Notice the header message updates to indicate the number of columns you have selected based on that criteria. You may later notice the number of selected columns increases or decreases if new data is brought into an earlier Step that introduces or removes columns that meet your criteria.
If you switch between the Name and Criteria options before saving the replace operation, Data Prep retains your selections and provides a Restore last selection link that returns you to your initial selection method.
Example: Change into Numeric¶
This column operation converts all numbers stored as text strings into numeric values. By doing this, mathematical operations can be performed on values in this column when, as numbers stored as text, these actions would otherwise be considered invalid.
Numbers stored as strings appear left-aligned within a cell and in black text; numbers stored as numeric values are right-aligned and appear in green.
When this operation is applied to cells that cannot be converted to numeric values, it will have no effect. In a column with both text and numbers on different rows, only those rows that can be converted will be changed.
If a value that appears suitable for conversion is not successfully converted, it is likely that there are non-number characters somewhere in the cell.
The following are examples of characters that can inhibit the transformation:
Leading or trailing spaces. These can be removed by using the column opreation for "White Space trim leading and trailing" before your apply the "Transform into numeric operation".
The "White Space trim leading and trailing" operation examines all rows for spaces at both the beginning and end of the text string.

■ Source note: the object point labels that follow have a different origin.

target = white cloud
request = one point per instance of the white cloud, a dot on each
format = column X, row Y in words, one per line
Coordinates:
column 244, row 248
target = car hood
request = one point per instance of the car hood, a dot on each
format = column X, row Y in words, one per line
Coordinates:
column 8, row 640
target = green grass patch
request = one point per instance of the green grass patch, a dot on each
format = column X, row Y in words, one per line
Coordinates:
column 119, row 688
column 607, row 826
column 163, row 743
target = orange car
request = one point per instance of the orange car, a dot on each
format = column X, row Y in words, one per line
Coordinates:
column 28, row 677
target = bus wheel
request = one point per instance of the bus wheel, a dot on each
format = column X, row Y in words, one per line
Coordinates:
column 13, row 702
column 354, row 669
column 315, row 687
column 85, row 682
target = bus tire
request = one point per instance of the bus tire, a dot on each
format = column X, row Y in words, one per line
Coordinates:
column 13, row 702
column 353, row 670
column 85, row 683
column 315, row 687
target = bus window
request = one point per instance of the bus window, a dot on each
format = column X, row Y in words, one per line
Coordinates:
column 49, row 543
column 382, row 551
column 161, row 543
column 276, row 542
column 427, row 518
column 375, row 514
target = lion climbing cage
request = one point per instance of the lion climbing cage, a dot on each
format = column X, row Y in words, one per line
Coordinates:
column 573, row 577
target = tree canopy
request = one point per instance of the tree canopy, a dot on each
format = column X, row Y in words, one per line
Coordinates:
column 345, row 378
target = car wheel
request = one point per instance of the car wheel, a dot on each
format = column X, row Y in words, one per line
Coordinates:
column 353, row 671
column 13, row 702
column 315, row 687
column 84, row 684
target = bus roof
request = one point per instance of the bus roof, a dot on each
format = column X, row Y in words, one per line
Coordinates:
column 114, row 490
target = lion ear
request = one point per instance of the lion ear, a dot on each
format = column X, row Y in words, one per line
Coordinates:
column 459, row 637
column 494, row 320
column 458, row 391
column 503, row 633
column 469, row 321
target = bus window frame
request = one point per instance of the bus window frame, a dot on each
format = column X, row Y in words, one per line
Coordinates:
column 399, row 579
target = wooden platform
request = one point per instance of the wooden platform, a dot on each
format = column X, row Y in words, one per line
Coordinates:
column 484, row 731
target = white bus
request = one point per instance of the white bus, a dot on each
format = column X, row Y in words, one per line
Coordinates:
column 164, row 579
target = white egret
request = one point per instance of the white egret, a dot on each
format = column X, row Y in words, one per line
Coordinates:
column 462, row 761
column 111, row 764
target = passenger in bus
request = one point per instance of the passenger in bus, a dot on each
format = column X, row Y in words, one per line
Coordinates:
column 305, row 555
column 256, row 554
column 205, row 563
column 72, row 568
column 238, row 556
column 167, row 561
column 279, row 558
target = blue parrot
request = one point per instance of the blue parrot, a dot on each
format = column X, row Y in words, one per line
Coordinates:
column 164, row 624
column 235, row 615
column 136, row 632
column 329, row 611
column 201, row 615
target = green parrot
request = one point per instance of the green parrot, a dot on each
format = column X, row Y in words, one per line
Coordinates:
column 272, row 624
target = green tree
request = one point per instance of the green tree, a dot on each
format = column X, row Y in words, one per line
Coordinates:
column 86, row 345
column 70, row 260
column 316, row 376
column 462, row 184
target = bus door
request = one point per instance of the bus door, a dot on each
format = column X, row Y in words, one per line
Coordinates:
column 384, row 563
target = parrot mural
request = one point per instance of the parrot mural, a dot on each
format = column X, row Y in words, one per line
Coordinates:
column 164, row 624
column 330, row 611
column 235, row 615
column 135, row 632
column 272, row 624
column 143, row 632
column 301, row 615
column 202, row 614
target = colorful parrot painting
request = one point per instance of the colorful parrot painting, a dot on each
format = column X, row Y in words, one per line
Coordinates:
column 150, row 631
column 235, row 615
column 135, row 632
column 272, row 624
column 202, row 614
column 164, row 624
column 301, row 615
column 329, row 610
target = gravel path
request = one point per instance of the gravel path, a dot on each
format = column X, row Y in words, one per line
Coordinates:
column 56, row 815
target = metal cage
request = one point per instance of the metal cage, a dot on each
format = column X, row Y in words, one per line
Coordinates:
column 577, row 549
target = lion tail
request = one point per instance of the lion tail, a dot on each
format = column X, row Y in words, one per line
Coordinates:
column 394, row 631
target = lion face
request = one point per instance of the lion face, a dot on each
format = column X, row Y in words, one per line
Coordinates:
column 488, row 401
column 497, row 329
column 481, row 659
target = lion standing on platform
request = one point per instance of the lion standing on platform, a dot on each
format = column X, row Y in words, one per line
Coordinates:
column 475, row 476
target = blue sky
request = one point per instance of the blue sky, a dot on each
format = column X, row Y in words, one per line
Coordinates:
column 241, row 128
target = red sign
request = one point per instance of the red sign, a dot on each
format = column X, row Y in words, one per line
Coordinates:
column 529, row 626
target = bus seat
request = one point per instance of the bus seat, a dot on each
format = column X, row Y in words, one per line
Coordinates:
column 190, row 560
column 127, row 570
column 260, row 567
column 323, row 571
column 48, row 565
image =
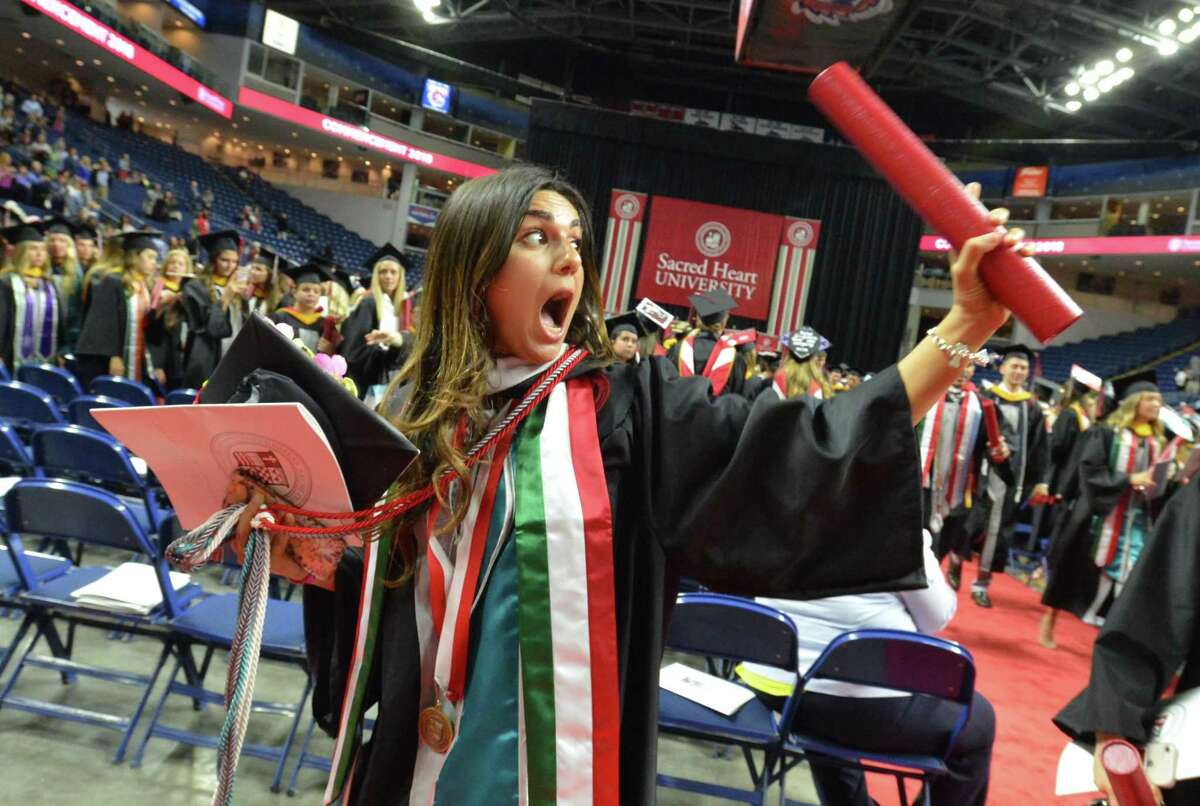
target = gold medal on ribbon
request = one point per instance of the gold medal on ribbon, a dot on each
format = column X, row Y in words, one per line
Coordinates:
column 436, row 728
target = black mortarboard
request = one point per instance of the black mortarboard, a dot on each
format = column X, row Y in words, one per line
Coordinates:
column 1139, row 382
column 711, row 305
column 630, row 320
column 57, row 224
column 1014, row 349
column 22, row 234
column 226, row 240
column 310, row 272
column 141, row 239
column 265, row 367
column 804, row 343
column 387, row 252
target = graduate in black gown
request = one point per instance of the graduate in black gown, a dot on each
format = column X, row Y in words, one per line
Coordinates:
column 304, row 316
column 376, row 340
column 1096, row 547
column 1078, row 411
column 1003, row 486
column 703, row 352
column 120, row 323
column 1151, row 635
column 623, row 479
column 214, row 305
column 33, row 324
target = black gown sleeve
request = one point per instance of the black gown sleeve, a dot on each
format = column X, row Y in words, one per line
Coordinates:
column 103, row 330
column 796, row 498
column 1150, row 631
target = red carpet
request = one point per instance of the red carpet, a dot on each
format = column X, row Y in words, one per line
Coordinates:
column 1026, row 684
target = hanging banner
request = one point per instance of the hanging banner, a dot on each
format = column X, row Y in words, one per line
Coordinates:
column 627, row 211
column 693, row 247
column 793, row 275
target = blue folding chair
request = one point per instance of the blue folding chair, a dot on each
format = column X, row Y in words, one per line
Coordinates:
column 96, row 458
column 65, row 510
column 27, row 407
column 733, row 629
column 923, row 666
column 181, row 396
column 123, row 389
column 55, row 382
column 79, row 409
column 210, row 624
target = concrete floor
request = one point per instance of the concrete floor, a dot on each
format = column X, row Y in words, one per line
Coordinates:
column 58, row 762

Where it finds them, they are removed—leaving only the value in the cell.
Intermediate characters (such as commas or spaces.) Operations such as Column split or a Compute columns that uses REGEX may be required, first, in order to successfully create a column of numeric values.
A single period (“.”) in a cell of numbers will be interpreted as a decimal point. These strings will be able to be converted into numeric values without requiring any other operations.